Craig Tucker, spokesman for the Karuk tribe, said the framework, which Pedery claims was foisted onto the stakeholders from above by the shadowy powers that be, was in fact the result of arduous negotiating among the disparate groups. “We achieved working out a framework that specified dam removal,” Tucker said. “Everybody felt it was good for the river except for Oregon Wild ... We didn’t want to stop making progress because of what we perceived as Oregon Wild’s ideological concerns.”
Furthermore, Tucker downplays the group’s importance to continuing negotiations, calling them a “relatively small group” out of touch with basin residents. Nor does Tucker buy Oregon Wild’s conspiracy theory. The negotiation committee has “not been hijacked by the Bush administration. It has been hijacked by the people who live here,” he said.
However, in light of recent allegations by the Washington Post that Vice President Dick Cheney reached down from the Olympian heights of the White House to force his hand in the Klamath Basin in 2001, Pedery’s concerns are not without precedent. The four-part report alleges that in an effort to get former Republican congressman Robert F. Smith of Oregon reelected (at the time, Smith was representing farmers in the Klamath basin fearful their crops would go unwatered for the sake of saving salmon), Cheney called into question studies conducted by the federal government’s own scientists which “concluded unequivocally” that diverting water for irrigation would harm two federally protected species of fish, violating the Endangered Species Act of 1973. After the National Academy of Sciences had “scrutinized” the work of federal biologists — at the vice president’s behest — they found that diverting water for irrigation into the Klamath Basin wouldn’t be that disastrous after all. (In 2002, the science academy’s decision to divert water to farmers resulted in the largest fish kill in U.S. history.)
The lead biologist for the National Marine Fisheries Service team, Michael Kelly, critiqued the science academy’s report in a draft opinion, but his comments were edited out by his superiors. Later, in a whistleblower claim, Kelly, who has since quit the federal agency, said that it was clear to him that “someone at a higher level” had ordered his agency to endorse the proposal regardless of its consequences to the fish.
WaterWatch’s Hunter said that allegations of Cheney’s involvement in the Klamath basin raise important questions: “Is that influence [Cheney’s] still there?” he asked. “Is it still being exerted on the talks?”

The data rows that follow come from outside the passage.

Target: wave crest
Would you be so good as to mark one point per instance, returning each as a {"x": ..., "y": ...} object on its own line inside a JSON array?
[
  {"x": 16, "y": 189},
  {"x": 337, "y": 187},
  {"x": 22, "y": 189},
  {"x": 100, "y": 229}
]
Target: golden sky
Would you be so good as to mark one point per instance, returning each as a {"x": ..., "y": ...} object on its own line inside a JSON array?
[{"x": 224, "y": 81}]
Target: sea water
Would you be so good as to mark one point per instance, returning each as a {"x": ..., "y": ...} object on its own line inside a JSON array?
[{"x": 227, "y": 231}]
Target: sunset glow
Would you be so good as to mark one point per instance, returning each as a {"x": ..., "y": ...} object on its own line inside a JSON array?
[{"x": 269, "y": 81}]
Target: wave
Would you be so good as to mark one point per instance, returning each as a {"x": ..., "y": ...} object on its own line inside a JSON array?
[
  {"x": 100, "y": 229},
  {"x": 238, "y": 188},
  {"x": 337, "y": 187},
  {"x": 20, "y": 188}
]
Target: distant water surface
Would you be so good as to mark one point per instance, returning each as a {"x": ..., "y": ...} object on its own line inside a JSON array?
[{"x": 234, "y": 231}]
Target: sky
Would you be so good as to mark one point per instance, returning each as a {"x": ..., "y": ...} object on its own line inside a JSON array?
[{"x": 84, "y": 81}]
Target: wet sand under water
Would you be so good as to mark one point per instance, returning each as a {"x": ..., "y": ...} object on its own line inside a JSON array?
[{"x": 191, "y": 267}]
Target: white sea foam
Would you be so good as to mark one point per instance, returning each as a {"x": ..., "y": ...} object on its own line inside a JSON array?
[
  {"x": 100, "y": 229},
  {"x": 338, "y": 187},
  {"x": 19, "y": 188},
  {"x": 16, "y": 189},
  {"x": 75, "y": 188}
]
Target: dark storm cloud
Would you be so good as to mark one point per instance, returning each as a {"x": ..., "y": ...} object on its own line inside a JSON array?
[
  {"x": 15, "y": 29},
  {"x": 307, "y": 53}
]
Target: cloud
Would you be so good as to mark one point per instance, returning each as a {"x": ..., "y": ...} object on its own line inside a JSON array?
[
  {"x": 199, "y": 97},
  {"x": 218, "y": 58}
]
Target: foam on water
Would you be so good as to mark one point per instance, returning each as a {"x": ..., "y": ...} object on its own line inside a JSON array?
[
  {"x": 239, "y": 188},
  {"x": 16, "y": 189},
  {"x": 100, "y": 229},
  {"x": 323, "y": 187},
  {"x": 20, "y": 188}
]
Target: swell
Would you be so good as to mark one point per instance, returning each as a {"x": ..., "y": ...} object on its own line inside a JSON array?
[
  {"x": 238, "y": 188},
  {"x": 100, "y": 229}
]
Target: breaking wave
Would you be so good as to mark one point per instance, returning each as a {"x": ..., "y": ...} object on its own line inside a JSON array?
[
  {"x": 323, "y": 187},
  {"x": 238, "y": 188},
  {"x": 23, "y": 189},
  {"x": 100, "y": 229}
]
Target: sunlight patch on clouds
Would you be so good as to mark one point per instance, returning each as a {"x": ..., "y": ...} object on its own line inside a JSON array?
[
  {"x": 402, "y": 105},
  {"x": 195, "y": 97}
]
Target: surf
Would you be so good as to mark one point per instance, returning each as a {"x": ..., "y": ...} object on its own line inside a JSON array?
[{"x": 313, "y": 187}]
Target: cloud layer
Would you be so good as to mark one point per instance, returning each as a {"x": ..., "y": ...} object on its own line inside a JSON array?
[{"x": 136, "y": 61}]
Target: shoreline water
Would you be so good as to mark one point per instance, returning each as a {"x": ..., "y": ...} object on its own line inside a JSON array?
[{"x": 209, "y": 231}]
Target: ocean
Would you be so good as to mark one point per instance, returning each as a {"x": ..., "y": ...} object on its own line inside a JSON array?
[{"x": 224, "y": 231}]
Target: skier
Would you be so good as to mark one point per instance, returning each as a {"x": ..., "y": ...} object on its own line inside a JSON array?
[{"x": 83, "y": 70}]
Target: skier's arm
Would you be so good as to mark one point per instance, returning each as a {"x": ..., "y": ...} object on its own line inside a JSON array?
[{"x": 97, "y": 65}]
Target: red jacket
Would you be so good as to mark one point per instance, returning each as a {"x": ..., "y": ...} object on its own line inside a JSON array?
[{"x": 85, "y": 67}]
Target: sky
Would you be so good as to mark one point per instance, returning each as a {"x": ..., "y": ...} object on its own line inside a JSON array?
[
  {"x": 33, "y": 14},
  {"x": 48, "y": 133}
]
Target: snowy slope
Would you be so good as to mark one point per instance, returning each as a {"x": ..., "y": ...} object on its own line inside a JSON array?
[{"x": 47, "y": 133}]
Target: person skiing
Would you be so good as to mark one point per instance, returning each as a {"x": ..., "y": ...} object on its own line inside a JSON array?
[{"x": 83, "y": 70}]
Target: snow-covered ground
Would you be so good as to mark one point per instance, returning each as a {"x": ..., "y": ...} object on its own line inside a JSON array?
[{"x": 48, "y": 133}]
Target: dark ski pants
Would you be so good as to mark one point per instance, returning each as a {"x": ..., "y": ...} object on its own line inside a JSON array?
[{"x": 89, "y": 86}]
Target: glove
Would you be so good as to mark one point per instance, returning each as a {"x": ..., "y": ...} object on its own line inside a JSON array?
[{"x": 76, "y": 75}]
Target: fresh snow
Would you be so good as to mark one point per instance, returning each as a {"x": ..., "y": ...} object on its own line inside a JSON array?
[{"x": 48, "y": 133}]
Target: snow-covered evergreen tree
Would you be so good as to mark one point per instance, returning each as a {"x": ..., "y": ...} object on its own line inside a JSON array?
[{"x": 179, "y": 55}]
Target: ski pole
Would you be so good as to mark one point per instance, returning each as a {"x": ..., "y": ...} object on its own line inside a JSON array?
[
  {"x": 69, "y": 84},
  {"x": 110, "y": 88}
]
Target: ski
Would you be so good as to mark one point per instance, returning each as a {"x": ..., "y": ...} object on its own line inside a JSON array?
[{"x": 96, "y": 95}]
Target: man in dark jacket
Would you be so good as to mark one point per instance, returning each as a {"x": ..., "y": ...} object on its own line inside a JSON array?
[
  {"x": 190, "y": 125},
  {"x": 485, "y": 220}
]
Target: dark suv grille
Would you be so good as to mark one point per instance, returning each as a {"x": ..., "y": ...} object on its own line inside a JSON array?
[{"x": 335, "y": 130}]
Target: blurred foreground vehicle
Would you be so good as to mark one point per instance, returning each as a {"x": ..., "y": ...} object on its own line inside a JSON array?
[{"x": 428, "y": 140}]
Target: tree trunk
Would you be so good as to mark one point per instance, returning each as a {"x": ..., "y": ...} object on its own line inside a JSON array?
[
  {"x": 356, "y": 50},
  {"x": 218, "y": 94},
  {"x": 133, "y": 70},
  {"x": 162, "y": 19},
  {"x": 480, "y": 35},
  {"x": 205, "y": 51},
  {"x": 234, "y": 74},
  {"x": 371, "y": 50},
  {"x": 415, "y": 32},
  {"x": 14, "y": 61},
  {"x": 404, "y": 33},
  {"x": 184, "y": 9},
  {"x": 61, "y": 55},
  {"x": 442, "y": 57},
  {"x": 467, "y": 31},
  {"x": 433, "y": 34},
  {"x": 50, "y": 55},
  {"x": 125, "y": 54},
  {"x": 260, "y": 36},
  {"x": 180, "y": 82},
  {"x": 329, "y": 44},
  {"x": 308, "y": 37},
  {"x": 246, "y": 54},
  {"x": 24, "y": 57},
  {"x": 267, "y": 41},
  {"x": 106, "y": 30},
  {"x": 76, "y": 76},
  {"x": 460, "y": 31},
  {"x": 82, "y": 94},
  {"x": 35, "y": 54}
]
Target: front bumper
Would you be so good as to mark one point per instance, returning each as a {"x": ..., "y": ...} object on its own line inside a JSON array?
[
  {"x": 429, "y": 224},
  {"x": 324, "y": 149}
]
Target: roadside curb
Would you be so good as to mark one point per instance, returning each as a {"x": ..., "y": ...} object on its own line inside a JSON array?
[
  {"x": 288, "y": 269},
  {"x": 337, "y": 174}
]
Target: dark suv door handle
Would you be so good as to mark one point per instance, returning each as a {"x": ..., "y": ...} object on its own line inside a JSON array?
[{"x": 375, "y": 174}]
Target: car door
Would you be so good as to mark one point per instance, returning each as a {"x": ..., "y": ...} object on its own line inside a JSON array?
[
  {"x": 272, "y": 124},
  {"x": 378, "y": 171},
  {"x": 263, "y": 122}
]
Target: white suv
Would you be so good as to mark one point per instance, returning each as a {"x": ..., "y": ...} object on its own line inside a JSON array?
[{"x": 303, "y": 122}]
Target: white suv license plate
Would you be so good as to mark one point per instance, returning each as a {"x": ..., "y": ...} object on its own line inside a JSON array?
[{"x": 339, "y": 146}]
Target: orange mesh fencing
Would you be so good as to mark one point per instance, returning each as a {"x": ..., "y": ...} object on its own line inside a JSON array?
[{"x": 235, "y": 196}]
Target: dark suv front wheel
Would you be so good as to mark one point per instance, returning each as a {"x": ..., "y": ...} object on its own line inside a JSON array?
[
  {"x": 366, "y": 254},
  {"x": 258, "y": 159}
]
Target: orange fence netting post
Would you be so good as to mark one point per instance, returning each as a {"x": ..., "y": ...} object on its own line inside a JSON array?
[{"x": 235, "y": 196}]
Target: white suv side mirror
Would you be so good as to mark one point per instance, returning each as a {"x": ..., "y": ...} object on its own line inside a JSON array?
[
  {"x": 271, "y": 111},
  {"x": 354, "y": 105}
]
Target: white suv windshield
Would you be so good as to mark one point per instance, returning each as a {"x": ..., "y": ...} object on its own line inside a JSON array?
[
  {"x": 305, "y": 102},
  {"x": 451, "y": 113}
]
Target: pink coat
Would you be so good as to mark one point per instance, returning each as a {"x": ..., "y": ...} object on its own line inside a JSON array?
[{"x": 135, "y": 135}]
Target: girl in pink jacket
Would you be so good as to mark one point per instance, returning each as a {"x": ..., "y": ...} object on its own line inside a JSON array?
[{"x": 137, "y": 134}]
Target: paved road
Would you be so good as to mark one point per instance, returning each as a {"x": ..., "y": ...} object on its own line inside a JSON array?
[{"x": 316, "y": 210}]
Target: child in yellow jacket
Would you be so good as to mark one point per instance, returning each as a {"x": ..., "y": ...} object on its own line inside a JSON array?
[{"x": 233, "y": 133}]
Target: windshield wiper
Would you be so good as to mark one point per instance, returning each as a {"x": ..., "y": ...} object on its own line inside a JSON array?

Tucker, on the other hand, said that the Washington Post series was a distraction, at least to the people on the ground. “The news isn’t what some politician did four or five years ago, it’s what we’re doing today,” he said. And he added that there’s good news that needs reporting: “By year’s end, we’re gonna have a negotiated agreement with PacifiCorp or with everyone except PacifiCorp, and FERC will issue a mandate,” he said.
In a process like the Klamath River negotiation settlement talks, difficulties are to be expected, said Greg King, director of the Northcoast Environmental Center in Arcata. “There are a lot of salvos and inaccuracies being lobbed which one might expect given the disparate collection of groups and individuals in the room,” King said. But what’s “amazing,” according to King, is that “the disparate groups and individuals are still in the room three years later.” That is, everyone except for Oregon Wild and WaterWatch. But for those stakeholders left at the table, like Craig Tucker with the Karuk tribe, it’s clear there’s no way to reach an eventual settlement without making tough compromises.
“At the end of the day,” Tucker said, “we want to see a salmon and potato festival in the Klamath Basin Valley.”